Angela Helton, Rekia's mother, through tears cried: "He literally blew her brains out. ... Her brains were laying in the alley." Servin gets to go home and be with his family and loved ones. Ms. Helton will never see her baby girl Rekia in this life again.

It's as bitter a harvest as the recent findings in the Natasha McKenna slaying. McKenna, 37, of Alexandria, VA, died after being shocked with a stun gun four times while in handcuffs and leg shackles. The medical examiner listed her cause of death as "Schizophrenia and Bi-Polar Disorder," while noting that her physical restraint and the use of a "conductive energy device" contributed. The manner of death was listed as an: "Accident."

This finding is nearly as absurd as those leaks claiming that Freddie Gray, 25, had broken his own neck while his arms and legs were bound behind his back in a Baltimore police van.

That six officers have been charged is promising. Freddie Gray's mother, Gloria Darden said the charges allow her son to "be in peace now," but when will she find peace? When will the rest of us?

Samaria Rice seems as far from peace as one can get. Her son Tamir Rice, 12, was fatally shot by Cleveland police while playing with a toy gun on a playground last November. Mother's Day will find her still waiting for answers from the investigation into his death. She will do so from the homeless shelter where she now resides, in part because she could no longer stand to live next door to the park where Tamir was killed.

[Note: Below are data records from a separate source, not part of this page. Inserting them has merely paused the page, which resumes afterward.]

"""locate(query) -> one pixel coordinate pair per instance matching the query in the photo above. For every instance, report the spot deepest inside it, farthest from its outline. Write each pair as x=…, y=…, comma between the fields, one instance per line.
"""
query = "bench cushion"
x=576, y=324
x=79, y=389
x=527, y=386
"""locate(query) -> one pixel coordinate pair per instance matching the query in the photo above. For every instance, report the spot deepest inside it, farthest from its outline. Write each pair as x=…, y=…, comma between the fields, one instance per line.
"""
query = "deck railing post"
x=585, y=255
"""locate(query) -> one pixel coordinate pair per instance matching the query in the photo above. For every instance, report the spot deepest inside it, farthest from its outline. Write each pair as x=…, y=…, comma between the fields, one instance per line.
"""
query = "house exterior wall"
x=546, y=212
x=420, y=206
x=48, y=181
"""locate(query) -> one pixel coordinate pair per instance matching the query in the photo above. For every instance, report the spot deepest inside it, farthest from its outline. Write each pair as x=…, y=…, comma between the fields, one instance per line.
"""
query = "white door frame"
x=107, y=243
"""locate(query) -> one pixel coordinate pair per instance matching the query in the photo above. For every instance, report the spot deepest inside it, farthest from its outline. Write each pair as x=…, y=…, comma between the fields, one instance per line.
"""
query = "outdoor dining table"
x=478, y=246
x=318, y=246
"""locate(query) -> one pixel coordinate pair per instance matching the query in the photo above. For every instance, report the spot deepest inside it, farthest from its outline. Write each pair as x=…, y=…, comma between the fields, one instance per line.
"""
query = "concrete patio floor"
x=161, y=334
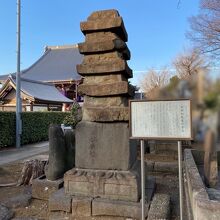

These tragic circumstances underscore the need for the movement against police brutality and it spotlights the connection between race, gender, poverty, and state sanctioned violence--and the resulting trauma. Black women like Ms. Rice, single mothers with children under 18 have the highest rate of poverty, 47.5%. Single black women between 36 and 49 have a median net worth of $5 as opposed to the $42,600 of their white counterparts. These conditions make black mothers and their children vulnerable targets for a bloated, yet ever-hungry and violent criminal justice system.

The weight of the carnage is incalculable. Still, let us use this mourning on Mother's Day to galvanize the struggle for substantive structural change in the administration of justice so that "rioters" are not facing harsher sentences for allegedly breaking windows than those officers who allegedly broke a human being's spine, never mind their oaths to protect and serve. We also have to advocate for poor mothers and their children by supporting wage equality and an increased minimum wage.

Let's also respond as feverishly to the deaths of black women and girls, because Aiyana, Rekia, Tanisha, Natasha and their families also deserve justice and, if nothing else, love and support from their people. Perhaps then their mothers will be able to find peace on this special day. Perhaps then we all can.